Under Louis XIV, the Sun King, his Minister Jean-Baptiste Colbert oversaw both the construction of both Versailles and the preparation of a number of legal codes. With the 1685 Code Noir and the input of French planters in the Antilles, the revisers produced the Code Noir of 1724. In theory, it regulated slave operations in the French territories, prescribing laws to govern all interactions between white planters, white people, free black people, and the enslaved. Under this code, the enslaved had some rights and protections. In Lower Louisiana however, it was mostly ignored.
The Code Noir of 1685 (English Translation)

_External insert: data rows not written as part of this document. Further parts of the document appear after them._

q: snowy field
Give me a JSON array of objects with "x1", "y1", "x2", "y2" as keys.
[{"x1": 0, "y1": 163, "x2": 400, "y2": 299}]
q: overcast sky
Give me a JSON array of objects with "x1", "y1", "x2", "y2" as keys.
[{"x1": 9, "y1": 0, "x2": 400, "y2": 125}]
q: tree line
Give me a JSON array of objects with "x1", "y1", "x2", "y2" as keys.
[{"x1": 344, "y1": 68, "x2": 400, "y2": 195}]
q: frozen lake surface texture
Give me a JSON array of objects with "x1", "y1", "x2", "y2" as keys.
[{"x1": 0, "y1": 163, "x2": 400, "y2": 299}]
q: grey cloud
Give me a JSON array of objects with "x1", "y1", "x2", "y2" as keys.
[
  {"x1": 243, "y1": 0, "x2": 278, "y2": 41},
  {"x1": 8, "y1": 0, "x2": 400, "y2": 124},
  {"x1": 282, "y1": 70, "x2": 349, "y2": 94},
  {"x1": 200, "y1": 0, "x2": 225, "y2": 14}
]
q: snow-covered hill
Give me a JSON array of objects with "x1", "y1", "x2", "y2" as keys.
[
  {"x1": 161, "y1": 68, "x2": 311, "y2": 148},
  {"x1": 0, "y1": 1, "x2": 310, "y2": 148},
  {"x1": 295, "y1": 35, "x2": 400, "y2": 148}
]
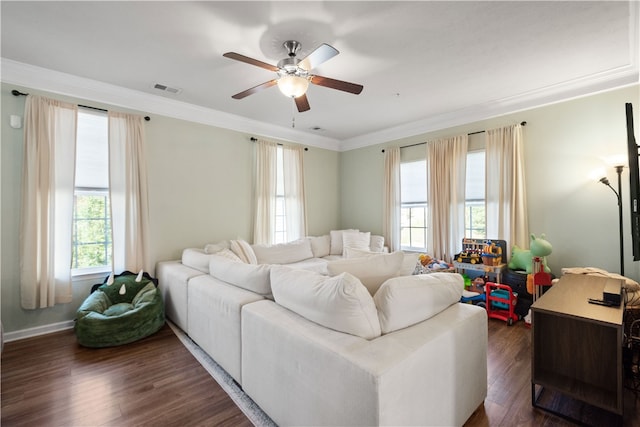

https://www.nps.gov/articles/000/transcription-of-the-code-noir-the-black-code.htm
Article Five
We order all our subjects, whatever their rank and position, to observe faithfully Sunday and days of obligation. We forbid them to work or make their slaves work on said days from midnight, whether it is for the cultivation of the land or any other task, under penalty of arbitrary fines and punishment leveled against the masters as well as of confiscation of the slaves found working by our officials. The masters, however, will be allowed to send their slaves to market.
Article Six
We forbid our white subjects of both sexes to marry blacks under penalty of arbitrary punishment and fine. We forbid all priests and missionaries, secular or regular, as well as all ship chaplains, to perform such marriages. We also forbid our said white subjects, as well as the freed or free blacks, to cohabit with slaves. We decree that anyone who will have one or more children from such a union, as well as the masters who will have allowed the union, be condemned each to pay a 300 livres fine. If anyone is the master of the slave by whom he has had a child, we order that besides being fined, he be deprived of the slave and the children who will be given to the local hospital without being ever eligible for manumission. The present article, however, does not apply to a freed black or a free black, who was not married when he cohabited with his slave. He will marry, according to the forms prescribed by the Church, the said slave who will thus be freed as will be their children, thus freed and legitimatized.
Article Thirteen
We similarly forbid the slaves belonging to different masters to gather day or night under pretext of weddings, or any other pretext, be it on the place of their master or elsewhere, and even less on the highways or on remote roads, under penalty of corporal punishment which will not be less than the whip and branding with a fleur-de-lys. In case it happens frequently and in other aggravating circumstances, they will be liable to the death penalty at the discretion of the judges. We order all our subjects to pursue slaves violating this article, to arrest them and to bring them to jail even if they are not officials and if no writ has been issued against the said offender.
Article Fourteen
Masters who are convicted of having allowed or tolerated assemblies, made up of slaves other than their own, will be condemned in their own and private name, to make reparations for any damage done their neighbors on the occasion of the said assembly and to pay a thirty livres fine for their first offense and twice as much should they repeat the offense.
Article Fifteen
We forbid slaves to offer for sale at the markets, or to bring to private homes for the purpose of selling them, any kind of produce, even fruits, vegetables, firewood, grain or fodder for animals, or any kind of grain or other goods, clothes or used clothing, without the expressed permission of their master, permission given by a note or a recognized sign, under penalty of having the objects thus sold claimed, without any reimbursement, by the masters and of a six livres fine paid by the purchaser to the masters. This penalty applies to the sale of fruits, vegetables, firewood, fodder and grains. For the sale of merchandise, clothes or used clothing, we want the buyer to be fined fifteen hundred livres, with cost and damages, and we want them tried as thieves and receivers of stolen goods.
Article Sixteen
We want, for that Purpose, to have two persons appointed in each market by the officers of the Superior Council or the officers of the lower courts, to examine the produce and goods which will be brought by slaves as well as the notes or signs from their masters which they will carry.
Article Seventeen
We allow our subjects living in the region to seize the goods they will find the said slaves carrying when they do not have notes or recognized signs from their masters. The goods will be immediately restituted to the masters if their plantation is near the place where the slaves were apprehended If not, the goods will be immediately sent to the nearest storehouse of the company to be kept there until the masters are notified.
Article Eighteen
We want the officers of the Superior Council in Louisiana to send their opinion as to the amount of food and the type of clothing that masters should provide for their slaves, (the amount of food to be specified by the week, and the clothing by the year) so that we might order it done. In the meantime, we permit the said officers to regulate by decree the said food and clothing. We forbid the masters to give the slaves brandy instead of food and clothing.
Article Nineteen
We similarly forbid them to discharge their obligation to feed and care for their slaves by permitting them to work certain days of the week for their own account.